As we commemorate the 106th International Women's Day (March 8), women comprise less than one fifth of U.S. Congress, despite making up half the population. Just five of 50 U.S. governors are women. The United States is still behind Afghanistan and Rwanda when it comes to women's representation in office.
The good news is that these statistics notwithstanding, women are making meaningful strides in leadership every day in ways big and small. This International Women's Day, let's celebrate that positive progress. The following groups of women are three reasons to cheer this year:
Women Who Run: In races across the country, women are stepping up with grace and grit to challenge the status quo. Voters expect more from women candidates than they do from men; women must be qualified, likable, warm, strong, competent, compassionate, polished but not too pretty -- and the list goes on.
Despite these higher hurdles, women are clearing the bar.
This International Women's Day, I'm applauding women like Kentucky Secretary of State Alison Lundergan Grimes. The Democratic Senate candidate is leading Minority Leader Mitch McConnell by four points in one of the most high-profile, high stakes races in the country, according to a February poll. I'm celebrating women like Texas gubernatorial candidate and State Senator Wendy Davis, who recently became the state's first woman gubernatorial nominee since the late, great Ann Richards nearly 25 years ago.
And here in Massachusetts, I'm cheering on women like the incomparable Attorney General and gubernatorial candidate Martha Coakley.

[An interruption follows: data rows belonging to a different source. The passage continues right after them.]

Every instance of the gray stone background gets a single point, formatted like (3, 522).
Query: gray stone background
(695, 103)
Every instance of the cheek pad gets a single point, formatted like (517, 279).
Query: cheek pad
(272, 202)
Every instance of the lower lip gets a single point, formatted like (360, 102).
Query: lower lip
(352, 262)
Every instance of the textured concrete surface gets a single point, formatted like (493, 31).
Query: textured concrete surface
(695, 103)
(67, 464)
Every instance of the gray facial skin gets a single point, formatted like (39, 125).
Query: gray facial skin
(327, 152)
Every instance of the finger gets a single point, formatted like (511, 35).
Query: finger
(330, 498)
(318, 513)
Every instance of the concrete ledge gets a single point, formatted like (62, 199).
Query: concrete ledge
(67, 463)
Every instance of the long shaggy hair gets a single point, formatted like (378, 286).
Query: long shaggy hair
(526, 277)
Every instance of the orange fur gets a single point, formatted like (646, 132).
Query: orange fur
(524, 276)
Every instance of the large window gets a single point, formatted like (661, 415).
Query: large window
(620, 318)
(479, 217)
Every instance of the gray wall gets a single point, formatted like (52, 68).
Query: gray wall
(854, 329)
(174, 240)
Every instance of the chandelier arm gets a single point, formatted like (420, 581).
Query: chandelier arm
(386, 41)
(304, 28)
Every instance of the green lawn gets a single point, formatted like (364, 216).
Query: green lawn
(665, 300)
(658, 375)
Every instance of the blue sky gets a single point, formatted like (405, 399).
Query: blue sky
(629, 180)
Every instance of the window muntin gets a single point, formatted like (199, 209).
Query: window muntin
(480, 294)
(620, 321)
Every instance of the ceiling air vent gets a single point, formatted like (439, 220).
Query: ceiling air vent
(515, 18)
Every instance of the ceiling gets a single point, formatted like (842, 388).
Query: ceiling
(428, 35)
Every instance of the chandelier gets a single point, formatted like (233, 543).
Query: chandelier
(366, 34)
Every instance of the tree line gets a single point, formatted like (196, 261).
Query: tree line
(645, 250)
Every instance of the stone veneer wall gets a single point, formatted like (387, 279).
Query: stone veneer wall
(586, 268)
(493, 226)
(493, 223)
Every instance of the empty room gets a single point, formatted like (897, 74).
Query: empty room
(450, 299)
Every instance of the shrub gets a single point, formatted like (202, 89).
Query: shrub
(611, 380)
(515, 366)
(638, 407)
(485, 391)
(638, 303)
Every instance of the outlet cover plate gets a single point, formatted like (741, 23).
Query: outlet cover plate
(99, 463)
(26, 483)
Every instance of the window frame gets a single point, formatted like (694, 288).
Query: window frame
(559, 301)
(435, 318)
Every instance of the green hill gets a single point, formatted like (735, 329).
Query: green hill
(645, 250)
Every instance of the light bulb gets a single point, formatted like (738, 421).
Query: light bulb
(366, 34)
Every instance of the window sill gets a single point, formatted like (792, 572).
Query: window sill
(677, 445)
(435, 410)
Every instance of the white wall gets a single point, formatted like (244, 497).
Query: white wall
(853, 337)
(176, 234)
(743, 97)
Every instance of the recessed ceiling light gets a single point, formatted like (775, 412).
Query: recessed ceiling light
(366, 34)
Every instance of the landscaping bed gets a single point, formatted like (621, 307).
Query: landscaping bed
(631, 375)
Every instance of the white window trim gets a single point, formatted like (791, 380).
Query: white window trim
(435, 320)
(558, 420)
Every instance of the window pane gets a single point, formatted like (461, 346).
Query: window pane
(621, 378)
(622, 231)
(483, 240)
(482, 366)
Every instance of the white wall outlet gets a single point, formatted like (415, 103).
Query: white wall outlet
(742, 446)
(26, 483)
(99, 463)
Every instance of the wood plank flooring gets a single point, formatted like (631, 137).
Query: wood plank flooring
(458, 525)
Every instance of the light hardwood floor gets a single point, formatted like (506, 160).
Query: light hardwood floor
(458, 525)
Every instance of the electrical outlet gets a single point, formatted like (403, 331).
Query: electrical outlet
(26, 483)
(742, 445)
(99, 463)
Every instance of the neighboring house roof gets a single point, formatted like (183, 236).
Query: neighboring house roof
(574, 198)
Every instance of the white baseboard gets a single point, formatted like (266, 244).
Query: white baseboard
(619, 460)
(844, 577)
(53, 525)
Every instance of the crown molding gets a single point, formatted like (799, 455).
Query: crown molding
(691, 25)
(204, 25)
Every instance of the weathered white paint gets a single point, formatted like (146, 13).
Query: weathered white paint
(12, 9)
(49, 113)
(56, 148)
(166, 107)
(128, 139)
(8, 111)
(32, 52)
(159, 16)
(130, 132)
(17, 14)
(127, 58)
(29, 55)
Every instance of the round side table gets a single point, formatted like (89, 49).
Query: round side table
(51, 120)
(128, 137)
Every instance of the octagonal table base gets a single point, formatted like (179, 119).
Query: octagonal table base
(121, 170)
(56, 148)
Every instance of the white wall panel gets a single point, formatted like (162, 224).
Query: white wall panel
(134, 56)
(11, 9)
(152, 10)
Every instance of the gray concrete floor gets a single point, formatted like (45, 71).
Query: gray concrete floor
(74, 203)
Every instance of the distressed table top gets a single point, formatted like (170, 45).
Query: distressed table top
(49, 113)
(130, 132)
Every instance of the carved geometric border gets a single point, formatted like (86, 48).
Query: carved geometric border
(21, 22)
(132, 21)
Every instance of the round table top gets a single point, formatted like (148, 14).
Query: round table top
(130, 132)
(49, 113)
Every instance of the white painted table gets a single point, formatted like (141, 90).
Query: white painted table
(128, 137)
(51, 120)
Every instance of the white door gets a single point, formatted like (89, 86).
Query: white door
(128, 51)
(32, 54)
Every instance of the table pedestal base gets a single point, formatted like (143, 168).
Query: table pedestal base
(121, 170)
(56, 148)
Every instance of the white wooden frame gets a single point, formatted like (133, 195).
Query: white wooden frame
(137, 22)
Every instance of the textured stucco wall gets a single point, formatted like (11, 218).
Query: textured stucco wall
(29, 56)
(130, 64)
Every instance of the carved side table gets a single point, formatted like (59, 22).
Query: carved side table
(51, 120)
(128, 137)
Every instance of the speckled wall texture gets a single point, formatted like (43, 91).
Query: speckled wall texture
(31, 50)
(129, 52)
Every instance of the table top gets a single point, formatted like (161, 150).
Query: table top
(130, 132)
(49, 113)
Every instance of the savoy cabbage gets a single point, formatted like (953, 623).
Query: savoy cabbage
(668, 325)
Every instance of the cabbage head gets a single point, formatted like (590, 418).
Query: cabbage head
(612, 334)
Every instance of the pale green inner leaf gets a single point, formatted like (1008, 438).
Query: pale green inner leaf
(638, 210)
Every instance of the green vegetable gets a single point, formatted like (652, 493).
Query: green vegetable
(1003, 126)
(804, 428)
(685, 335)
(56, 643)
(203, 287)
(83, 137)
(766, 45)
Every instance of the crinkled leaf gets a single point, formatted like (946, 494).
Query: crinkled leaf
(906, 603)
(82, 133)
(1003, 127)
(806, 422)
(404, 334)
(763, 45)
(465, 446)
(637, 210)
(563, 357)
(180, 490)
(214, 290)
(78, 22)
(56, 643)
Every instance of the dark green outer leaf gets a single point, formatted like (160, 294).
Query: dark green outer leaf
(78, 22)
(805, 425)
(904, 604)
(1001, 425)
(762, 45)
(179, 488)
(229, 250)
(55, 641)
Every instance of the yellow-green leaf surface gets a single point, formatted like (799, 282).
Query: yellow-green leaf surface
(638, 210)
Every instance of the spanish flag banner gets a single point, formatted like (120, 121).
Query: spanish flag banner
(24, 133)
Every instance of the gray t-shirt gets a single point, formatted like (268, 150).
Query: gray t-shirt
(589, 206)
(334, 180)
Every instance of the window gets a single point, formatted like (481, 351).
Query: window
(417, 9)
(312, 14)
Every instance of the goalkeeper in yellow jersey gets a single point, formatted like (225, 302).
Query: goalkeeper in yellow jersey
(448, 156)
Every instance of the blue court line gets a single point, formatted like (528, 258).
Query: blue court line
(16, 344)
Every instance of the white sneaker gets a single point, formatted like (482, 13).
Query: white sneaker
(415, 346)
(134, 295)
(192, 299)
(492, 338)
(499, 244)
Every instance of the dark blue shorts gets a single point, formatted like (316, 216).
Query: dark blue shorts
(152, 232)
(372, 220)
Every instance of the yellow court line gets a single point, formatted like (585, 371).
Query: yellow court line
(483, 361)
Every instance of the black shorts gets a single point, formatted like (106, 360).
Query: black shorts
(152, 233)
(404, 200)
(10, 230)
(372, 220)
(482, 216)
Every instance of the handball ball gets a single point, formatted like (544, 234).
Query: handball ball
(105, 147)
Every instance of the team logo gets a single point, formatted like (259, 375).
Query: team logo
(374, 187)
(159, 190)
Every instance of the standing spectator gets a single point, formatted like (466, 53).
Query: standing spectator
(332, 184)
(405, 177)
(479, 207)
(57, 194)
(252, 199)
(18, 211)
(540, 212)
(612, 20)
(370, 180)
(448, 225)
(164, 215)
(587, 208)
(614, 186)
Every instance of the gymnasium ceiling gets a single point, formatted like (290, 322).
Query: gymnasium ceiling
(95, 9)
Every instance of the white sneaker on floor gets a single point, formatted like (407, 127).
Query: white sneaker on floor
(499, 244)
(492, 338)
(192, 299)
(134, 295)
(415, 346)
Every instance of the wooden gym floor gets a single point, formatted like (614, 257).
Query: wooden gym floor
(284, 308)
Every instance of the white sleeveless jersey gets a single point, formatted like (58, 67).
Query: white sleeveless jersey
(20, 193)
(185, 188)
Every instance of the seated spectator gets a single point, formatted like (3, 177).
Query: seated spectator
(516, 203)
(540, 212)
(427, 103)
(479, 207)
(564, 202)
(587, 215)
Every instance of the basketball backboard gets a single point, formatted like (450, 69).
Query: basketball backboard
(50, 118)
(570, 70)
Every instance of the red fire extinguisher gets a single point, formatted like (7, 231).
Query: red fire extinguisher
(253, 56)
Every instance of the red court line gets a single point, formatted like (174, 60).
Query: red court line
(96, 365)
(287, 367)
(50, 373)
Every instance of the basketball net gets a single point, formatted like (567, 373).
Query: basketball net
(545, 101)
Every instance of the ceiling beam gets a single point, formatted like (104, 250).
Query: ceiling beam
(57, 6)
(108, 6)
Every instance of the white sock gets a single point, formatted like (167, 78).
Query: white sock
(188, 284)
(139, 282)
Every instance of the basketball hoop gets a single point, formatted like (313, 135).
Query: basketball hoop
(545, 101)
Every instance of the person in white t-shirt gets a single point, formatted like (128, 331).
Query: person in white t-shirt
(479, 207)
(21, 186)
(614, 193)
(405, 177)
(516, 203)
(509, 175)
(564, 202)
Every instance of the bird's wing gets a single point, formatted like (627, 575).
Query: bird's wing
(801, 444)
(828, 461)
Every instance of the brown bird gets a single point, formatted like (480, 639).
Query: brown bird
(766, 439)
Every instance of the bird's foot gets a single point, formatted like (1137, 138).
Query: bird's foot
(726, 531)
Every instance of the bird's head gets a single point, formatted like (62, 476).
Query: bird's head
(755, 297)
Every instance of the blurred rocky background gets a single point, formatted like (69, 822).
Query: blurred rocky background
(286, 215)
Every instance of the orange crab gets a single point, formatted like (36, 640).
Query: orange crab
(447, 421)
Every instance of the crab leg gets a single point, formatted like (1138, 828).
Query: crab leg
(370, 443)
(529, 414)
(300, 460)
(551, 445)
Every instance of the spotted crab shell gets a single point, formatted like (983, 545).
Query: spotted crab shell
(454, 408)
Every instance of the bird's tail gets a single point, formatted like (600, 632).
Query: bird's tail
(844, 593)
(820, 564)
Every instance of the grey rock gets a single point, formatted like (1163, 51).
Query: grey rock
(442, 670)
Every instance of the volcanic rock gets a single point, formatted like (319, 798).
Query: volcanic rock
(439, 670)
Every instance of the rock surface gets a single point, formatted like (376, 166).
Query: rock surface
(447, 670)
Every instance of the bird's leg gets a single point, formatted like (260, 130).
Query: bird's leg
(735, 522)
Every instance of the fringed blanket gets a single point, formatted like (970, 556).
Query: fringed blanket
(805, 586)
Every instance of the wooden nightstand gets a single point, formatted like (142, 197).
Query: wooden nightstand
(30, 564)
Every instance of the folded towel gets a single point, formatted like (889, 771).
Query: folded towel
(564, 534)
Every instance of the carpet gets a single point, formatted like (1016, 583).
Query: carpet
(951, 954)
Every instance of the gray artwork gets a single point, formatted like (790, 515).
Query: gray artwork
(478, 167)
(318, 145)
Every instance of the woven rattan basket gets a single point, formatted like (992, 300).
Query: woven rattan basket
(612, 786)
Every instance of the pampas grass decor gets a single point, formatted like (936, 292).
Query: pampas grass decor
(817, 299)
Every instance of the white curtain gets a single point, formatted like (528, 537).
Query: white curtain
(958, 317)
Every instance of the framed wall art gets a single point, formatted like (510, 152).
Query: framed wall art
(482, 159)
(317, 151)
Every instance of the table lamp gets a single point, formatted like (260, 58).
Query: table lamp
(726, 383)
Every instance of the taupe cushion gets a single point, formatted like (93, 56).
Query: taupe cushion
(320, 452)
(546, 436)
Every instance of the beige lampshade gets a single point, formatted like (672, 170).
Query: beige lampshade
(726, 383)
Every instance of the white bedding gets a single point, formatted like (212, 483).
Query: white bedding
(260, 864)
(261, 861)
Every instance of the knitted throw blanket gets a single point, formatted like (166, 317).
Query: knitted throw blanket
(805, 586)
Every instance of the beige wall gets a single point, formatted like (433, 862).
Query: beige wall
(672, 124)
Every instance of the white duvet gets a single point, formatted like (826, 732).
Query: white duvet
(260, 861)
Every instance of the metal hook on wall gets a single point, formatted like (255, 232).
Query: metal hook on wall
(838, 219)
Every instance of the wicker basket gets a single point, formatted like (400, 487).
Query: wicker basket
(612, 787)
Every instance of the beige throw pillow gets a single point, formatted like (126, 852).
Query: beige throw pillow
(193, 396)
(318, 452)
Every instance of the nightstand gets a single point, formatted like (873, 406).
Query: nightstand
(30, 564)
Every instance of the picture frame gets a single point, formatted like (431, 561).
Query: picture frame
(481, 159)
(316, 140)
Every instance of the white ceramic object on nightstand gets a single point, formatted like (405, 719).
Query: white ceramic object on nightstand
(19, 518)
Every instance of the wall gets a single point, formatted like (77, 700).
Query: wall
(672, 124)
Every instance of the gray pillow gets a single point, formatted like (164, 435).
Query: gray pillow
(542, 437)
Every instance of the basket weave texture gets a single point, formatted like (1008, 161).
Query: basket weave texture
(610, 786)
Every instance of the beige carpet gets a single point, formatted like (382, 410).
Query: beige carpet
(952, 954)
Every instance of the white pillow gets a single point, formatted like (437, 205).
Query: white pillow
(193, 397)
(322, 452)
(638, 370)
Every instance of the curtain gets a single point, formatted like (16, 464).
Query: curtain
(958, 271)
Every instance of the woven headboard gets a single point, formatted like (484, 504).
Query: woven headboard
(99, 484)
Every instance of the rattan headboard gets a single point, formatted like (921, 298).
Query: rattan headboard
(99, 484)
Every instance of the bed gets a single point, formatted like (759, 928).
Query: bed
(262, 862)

Her combination of qualifications, results, and resilience has made her one of the most popular statewide elected officials in Massachusetts - and a top contender to be the state's first woman in the corner office.
And of course, we couldn't commemorate women making strides in politics and on the global stage without mentioning former Secretary of State, U.S. Senator, First Lady, and icon Hillary Clinton. Here's hoping we can include her name in the "Women Who Run" category again soon.
Women Who Have Won: It's not only women running that's worth celebrating- it's what they do once they've won, too. With women's voices in office and on the bench, we passed the most inclusive Violence Against Women Act to date, upheld the Affordable Care Act, and got the Lilly Ledbetter Fair Pay Act on the books, to name just a few. Because of women's voices, we are finally tackling the issue of sexual assault in the military (Senator Kirsten Gillibrand is not backing down, even after this week's discouraging Senate vote) and addressing gun violence head on.
Barbara Lee Family Foundation research has shown that voters give women due credit for being in touch with what matters to voters' everyday lives, too. They understand the costs of healthcare, the cost of food, and really "get it" in a way that typical politicians do not. Keeping it real? That's something to high-five this International Women's Day, too.
Women Who Get It Done: It takes a team to make a candidate - a qualified, committed, gender-balanced team of staffers to schedule, prepare, coach, manage, and encourage. Let's hear it for the women behind the women who are helping make history: the campaign managers, fundraising pros, media relations gurus, and hard-working interns who make it all possible. They deserve this day, too.